Machine Learning-Based Sentiment Analysis: A Comparative Study of Classification Algorithms for Unstructured Digital Text
Machine Learning-Based Sentiment Analysis: A Comparative Study of Classification Algorithms for Unstructured Digital Text
Authors: Akkireddi Vara Prasad1, K. Praveen2, K. Gandhi Durga Rao3, P. Dhanush4, Y. Avanthi5 and S.
Srilatha6
Affiliation: Department of Computer Science and Engineering, Visakha Institute of Engineering and
Technology (A), Narava, Visakhapatnam, AP, India.
ABSTRACT:The modern digital era is characterized by an exponential surge in user-generated content from social media, review platforms, and online forums. While these data streams contain critical insights into public opinion and customer feedback, the sheer volume of unstructured text makes manual analysis both computationally expensive and prone to human error. This research presents a robust, automated sentiment analysis framework designed to classify textual data into positive, negative, and neutral categories. The proposed system employs a rigorous pipeline involving preprocessing techniques—such as tokenization, stop-word removal, and text normalization—to refine raw data. To facilitate machine learning, feature extraction methods including Term Frequency-Inverse Document Frequency (TF-IDF) and Bag of Words are utilized to convert text into high dimensional numerical representations. We evaluate the efficacy of multiple supervised learning algorithms, specifically Naïve Bayes, Support Vector Machine (SVM), and Logistic Regression.

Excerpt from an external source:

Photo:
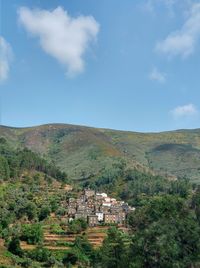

Experimental evaluations conducted on datasets ranging from 5,000 to 10,000 samples demonstrate that the system achieves a classification accuracy between 85% and 95%. Notably, the SVM model outperformed other architectures, reaching a peak accuracy of approximately 90%. These results underscore the system's capacity to reduce manual effort and provide scalable, real-time insights for decision-making in domains such as business intelligence, marketing, and social media monitoring.
KEYWORDS:Sentiment Analysis, Machine Learning, Natural Language Processing (NLP), Text Classification, TF-IDF, Support Vector
Machine (SVM), Naïve Bayes, Logistic Regression, Opinion Mining, Feature Extraction.